Background
Atopic dermatitis (AD) is a heterogeneous inflammatory skin disease with different clinical phenotypes based on factors such as age, race, comorbidities, and clinical signs and symptoms. The effect of these factors on therapeutic responses in AD has only been scarcely studied and not for upadacitinib. Currently, there is no biomarker predicting response to upadacitinib.

Objectives
Evaluate the efficacy of the oral Janus kinase inhibitor upadacitinib across patient subgroups (baseline demographics, disease characteristics and prior treatment) in patients with moderate-to-severe AD.

Methods
Data from phase 3 studies (Measure Up 1, Measure Up 2 and AD Up) were utilized for this post hoc analysis. Adults and adolescents with moderate-to-severe AD were randomized to receive once daily oral upadacitinib 15 mg, upadacitinib 30 mg or placebo; patients enrolled in the AD Up study received concomitant topical corticosteroids. Data from the Measure Up 1 and Measure Up 2 studies were integrated.

Results
A total of 2584 patients were randomized.
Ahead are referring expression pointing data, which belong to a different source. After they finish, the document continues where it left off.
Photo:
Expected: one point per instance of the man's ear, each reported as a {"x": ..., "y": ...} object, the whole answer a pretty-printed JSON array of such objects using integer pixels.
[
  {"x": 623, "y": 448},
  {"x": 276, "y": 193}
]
A consistently greater proportion of patients achieved at least 75% improvement in the Eczema Area and Severity Index, a 0 or 1 on the validated Investigator Global Assessment for Atopic Dermatitis, and improvement in itch (including an achievement of a reduction of ≥4; and score of 0/1 in Worst Pruritus Numerical Rating Scale) with upadacitinib compared with placebo at Week 16, regardless of age, sex, race, body mass index, AD severity, body surface area involvement, history of atopic comorbidities or asthma, or previous exposure to systemic therapy or cyclosporin.

Conclusions
Upadacitinib had consistently high skin clearance rates and itch efficacy across subgroups of patients with moderate-to-severe AD through Week 16. These results support upadacitinib as a suitable treatment option in a variety of patients.